Working girls

February 19, 2011

There was something peculiar about my flight from Bahrain to Addis Ababa.

For one, there was the sound.

Rising above the rhythmic din of the engines was a cloud of chatter — high-pitched and frantic, like 10,000 barking seals punctuated by Britney-like squees. Plastic bangles clanged like church bells on the wrists of gesturing hands. Hysterical laughter drowned out the captain’s announcements.

The cabin smelled of a perfume factory, discordant blasts of scent with oriental spice weaving between syrupy sweet and dense floral notes.

And then there was the line for the bathroom. My god. The line was as long and engorged as an underworld creature, growing in size and scope as the flight wore on.

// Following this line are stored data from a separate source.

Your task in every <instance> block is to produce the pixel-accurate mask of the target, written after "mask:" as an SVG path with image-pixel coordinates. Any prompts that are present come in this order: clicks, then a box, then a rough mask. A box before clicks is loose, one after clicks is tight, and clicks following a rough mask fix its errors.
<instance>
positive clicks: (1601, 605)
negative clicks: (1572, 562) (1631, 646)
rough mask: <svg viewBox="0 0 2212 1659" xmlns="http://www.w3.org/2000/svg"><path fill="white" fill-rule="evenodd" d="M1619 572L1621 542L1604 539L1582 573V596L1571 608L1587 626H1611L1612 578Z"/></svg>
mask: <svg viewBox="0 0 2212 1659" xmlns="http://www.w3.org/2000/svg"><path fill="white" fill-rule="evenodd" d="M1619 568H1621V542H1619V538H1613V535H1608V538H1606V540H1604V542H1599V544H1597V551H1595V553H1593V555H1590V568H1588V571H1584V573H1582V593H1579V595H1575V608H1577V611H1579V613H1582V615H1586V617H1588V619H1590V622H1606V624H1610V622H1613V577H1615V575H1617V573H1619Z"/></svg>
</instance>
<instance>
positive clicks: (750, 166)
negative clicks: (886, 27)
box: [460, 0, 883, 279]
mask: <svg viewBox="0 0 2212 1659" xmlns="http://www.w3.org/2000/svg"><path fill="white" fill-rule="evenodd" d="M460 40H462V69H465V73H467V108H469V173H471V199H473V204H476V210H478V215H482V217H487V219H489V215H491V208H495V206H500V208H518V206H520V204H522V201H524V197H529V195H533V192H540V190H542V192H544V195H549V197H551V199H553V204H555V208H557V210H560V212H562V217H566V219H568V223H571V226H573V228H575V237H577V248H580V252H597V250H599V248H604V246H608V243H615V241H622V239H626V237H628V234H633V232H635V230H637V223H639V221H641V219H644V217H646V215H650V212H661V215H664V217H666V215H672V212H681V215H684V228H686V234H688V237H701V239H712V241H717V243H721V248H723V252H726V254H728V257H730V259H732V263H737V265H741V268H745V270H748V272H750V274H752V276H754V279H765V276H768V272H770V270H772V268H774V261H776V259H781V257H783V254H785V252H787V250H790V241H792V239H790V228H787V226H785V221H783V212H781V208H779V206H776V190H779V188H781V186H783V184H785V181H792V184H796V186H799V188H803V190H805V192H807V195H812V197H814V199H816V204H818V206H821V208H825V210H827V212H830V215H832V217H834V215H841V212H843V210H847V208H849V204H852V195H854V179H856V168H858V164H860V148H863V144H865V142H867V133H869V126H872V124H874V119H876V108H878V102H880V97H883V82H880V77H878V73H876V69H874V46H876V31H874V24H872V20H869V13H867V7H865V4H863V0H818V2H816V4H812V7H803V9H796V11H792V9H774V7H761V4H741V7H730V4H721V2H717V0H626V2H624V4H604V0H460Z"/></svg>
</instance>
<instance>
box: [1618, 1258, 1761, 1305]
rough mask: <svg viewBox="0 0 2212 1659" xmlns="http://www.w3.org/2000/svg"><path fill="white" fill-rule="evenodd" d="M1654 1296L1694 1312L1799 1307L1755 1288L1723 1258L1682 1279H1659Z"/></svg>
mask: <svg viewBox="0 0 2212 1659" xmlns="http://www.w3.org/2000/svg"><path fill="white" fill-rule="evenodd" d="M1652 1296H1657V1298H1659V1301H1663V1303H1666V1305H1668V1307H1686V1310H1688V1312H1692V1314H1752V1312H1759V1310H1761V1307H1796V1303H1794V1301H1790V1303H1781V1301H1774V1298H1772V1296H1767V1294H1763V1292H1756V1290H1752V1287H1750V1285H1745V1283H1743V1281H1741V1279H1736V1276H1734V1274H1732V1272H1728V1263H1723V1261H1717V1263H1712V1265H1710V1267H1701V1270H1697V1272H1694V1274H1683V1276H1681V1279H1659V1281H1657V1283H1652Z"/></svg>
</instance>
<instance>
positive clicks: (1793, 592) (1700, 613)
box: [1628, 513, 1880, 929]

That’s when I realized what made this flight distinctive. Women. Other than the pilot, there wasn’t a single man on board.

I approached a flight attendant in the back and asked why there were so many women on this plane.

“They are women who work,” she said, her mouth set into a prim line. “If you know what I mean by work.”

“No, I don’t think I do. What do you mean?”

She cocked her head to one side and gestured as if to say, “Really? Do you really want me to go there?”

I nodded in encouragement.

“They’re prostitutes,” she finally said.

She explained that a lot of women leave East Africa to become sex workers in the Middle East. They stay for a couple years, long enough to make money to sustain their families, then return to their homes. And that’s what I was seeing on my flight — retired prostitutes who would soon be reunited with their loved ones.

As the plane descended into Addis Ababa, joyful faces pressed against tiny windows. Jubilant shrieks of “ai-yi-yi!” filled the cabin, then most everyone broke out into a tearful rendition of the Ethiopian national anthem.

These working girls were home again.